Jimi Hendrix's London Flat Has Been Turned Into a Jimi Hendrix Museum

Jimi Hendrix
Jimi Hendrix's girlfriend Kathy Etchingham sits in the restored bedroom of the home in which they lived during 1968 and 1969. The third-floor London flat will open to the public on February 10, following at 2.4 million-pound, two-year restoration. Peter Nicholls/Reuters

Few events in rock history carry the historic weight of Jimi Hendrix's move from New York to London. Once he arrived, "The Wild Man of Borneo" dazzled the heavy hitters of the city's bourgeoning music scene with his blues-based psychdelic rock. It all went down while the guitarist was living in a flat on Brook Street with his girlfriend Kathy Etchingham, a period of his life that was depicted in the 2014 biopic All Is By My Side. Hendrix would call the apartment "the only home I ever had."

On February 10, the flat, which has been restored to showcase how Hendrix lived in 1968, will open to the public as a museum. Every detail of the living space has been re-created, from the tapestries, to the rugs, to the newspapers on the dresser. Another room of the new museum will feature album covers and an index of music played on Hendrix's Bang & Olufsen record player. Included will be a copy of Bob Dylan's Highway 61 Revisited, stained with Hendrix's blood.

Hendrix's Brook Street flat is far from the only former rock-star residence to be turned into a museum, or at least to be deemed a historical landmark. The most famous musician home that was later converted into a tourist attraction is, of course, Graceland. As with the Hendrix Flat museum, all of the accoutrement Elvis Presley surrounded himself with have been preserved. The Memphis, Tennessee, manor isn't just a museum, it's a 17,000-square-foot shrine for fans of the King. The same is true of Presley's childhood home, a modest two-room structure in Tupelo, Mississippi, which has also been turned into a museum. A ticket for a house tour is $8 for adults and seniors, $5 for children. Nearby is a 13-foot statue of Elvis clutching a classic ribbon microphone.

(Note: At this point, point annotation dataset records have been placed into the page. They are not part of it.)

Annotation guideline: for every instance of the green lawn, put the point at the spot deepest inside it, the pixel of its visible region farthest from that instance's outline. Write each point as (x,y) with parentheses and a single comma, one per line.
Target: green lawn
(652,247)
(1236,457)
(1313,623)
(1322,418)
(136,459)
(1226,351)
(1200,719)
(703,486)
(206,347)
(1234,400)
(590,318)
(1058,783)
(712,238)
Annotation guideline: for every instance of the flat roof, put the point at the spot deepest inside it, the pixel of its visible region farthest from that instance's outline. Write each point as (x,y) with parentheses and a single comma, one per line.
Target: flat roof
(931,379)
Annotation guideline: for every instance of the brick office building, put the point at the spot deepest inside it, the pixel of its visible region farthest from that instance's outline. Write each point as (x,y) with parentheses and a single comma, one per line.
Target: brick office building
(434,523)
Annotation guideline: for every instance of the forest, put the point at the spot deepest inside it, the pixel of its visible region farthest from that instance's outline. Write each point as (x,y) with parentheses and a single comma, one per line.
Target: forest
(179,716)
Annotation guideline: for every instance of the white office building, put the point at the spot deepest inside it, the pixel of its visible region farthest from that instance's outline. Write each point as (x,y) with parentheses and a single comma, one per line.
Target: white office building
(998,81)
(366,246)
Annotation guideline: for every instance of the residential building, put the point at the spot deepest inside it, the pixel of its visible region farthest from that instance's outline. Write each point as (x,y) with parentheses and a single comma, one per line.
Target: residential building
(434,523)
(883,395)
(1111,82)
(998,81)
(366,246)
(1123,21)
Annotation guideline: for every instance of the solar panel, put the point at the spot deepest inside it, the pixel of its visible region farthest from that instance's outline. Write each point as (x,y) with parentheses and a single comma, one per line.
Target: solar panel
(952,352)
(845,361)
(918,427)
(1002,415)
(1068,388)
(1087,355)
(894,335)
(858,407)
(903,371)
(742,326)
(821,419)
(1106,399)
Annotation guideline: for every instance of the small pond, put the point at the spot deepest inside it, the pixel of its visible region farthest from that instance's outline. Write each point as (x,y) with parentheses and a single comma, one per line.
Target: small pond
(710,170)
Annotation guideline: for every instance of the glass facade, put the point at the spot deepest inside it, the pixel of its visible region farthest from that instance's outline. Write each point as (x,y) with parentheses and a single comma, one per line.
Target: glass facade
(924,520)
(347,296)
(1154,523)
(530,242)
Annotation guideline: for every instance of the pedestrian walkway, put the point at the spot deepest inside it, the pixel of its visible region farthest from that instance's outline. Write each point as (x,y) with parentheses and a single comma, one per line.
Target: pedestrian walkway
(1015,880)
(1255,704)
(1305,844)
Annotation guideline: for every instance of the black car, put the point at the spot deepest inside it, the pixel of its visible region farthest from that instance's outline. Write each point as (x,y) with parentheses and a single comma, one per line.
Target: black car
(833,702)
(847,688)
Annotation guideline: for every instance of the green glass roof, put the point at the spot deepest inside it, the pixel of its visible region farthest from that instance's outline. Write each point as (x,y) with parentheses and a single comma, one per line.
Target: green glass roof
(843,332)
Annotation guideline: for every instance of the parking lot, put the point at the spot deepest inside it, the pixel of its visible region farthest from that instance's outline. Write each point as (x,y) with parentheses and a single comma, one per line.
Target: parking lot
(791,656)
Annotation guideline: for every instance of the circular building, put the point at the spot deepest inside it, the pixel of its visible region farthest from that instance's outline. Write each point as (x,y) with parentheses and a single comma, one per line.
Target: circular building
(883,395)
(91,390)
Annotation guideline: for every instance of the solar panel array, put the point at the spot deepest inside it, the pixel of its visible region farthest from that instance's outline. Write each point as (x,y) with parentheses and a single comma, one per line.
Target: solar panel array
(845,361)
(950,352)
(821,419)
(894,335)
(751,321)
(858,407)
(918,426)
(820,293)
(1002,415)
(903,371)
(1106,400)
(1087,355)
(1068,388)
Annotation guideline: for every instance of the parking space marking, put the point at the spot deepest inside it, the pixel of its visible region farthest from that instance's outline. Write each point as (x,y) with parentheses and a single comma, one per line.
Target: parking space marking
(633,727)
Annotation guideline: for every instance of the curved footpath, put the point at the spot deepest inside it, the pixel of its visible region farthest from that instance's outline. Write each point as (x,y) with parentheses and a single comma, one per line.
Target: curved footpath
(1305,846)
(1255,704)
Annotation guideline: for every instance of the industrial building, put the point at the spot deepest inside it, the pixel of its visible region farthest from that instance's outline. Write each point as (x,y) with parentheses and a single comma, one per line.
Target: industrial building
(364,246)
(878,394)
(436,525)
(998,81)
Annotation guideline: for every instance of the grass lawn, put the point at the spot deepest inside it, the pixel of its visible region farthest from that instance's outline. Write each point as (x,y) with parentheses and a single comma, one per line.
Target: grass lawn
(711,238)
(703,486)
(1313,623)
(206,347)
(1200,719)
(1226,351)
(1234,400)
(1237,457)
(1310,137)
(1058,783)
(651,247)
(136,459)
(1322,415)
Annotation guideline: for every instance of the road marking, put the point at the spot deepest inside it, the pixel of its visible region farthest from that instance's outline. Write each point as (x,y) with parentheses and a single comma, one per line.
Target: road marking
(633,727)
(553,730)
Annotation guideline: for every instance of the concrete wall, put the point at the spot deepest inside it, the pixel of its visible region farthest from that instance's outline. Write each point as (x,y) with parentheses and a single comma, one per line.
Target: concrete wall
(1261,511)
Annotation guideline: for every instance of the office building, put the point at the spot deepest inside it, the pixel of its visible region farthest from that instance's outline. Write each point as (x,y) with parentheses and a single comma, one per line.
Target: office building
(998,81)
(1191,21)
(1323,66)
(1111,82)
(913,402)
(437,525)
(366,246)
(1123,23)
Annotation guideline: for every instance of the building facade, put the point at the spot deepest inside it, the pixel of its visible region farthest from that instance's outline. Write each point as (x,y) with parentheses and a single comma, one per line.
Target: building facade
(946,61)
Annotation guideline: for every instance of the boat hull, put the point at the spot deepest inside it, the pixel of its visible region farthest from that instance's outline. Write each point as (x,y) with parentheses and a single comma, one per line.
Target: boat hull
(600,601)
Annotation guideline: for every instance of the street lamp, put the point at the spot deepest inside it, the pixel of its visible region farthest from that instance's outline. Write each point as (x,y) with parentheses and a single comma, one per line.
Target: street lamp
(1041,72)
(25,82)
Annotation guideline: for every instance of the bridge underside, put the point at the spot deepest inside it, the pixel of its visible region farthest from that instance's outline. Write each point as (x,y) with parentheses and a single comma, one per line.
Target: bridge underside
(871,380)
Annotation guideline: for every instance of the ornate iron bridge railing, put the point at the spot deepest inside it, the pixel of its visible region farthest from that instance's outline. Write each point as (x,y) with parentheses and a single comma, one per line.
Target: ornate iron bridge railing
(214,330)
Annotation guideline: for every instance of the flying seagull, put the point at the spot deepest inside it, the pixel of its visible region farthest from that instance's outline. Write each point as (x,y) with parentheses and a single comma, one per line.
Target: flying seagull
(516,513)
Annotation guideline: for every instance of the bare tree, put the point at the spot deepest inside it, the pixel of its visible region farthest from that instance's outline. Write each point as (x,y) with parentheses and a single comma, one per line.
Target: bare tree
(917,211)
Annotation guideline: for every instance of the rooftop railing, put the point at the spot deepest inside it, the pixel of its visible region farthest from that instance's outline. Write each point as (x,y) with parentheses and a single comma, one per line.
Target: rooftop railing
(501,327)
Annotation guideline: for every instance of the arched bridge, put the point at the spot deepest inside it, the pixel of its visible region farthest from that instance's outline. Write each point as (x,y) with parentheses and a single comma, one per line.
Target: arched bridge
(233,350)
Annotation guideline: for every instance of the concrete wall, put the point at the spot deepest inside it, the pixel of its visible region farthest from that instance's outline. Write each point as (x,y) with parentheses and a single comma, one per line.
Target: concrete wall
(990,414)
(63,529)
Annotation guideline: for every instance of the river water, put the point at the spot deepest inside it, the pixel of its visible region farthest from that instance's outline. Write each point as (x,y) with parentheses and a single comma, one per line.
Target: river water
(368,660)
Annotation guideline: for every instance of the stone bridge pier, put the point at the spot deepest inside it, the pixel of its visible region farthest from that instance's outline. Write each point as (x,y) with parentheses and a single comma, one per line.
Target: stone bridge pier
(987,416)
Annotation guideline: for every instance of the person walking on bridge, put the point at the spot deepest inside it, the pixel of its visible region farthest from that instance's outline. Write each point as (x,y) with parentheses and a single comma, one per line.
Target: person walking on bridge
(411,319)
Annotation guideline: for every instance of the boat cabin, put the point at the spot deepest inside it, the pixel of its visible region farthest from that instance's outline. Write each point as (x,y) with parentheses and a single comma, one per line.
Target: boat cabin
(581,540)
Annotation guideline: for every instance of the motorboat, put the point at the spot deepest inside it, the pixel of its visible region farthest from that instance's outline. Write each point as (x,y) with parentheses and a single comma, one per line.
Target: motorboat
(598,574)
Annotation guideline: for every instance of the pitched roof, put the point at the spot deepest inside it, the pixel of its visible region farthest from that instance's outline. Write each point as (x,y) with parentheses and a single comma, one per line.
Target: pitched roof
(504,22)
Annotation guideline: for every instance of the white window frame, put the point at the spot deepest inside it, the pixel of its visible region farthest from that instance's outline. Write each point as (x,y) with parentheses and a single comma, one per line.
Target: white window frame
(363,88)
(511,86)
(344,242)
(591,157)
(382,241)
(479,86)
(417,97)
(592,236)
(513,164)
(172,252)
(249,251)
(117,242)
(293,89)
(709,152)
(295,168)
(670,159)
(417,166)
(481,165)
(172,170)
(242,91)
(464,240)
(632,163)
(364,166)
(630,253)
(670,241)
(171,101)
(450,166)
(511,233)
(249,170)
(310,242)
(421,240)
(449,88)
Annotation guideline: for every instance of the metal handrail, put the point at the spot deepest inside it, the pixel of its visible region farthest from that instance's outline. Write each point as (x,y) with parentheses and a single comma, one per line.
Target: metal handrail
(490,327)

Like Presley, the estate where Kurt Cobain died is the most famous house in which the rocker lived. Also like Presley, Cobain's middle-of-nowhere boyhood home has become a mecca for diehard fans. Cobain grew up in Aberdeen, Washington, a logging town on the Olympic Peninsula, in a small, one-story house. Though a group of fans tried to raise money to turn the house into a museum in 2014, it has since hung in real estate limbo. If you had been itching get in on some property once occupied by the man who brought grunge to the mainstream, as of last April the Los Angeles apartment he lived in with Courtney Love was available to rent on Airbnb. The listing has since been taken down.

For whatever reason, music fans carry a curious fascination with the structures in which their heroes dwelled. Maybe it's the way in which we believe an artist's surroundings influence their work, that some key to the magic of our favorite songs is contained within the patterned wallpaper of the rooms in which they were written. When we see where someone lives, we know them in a way they may have never intended to be known, and we often want to know no one better than the artists who have touched us. We want to see ourselves in them, and where better to look than where they most felt at home?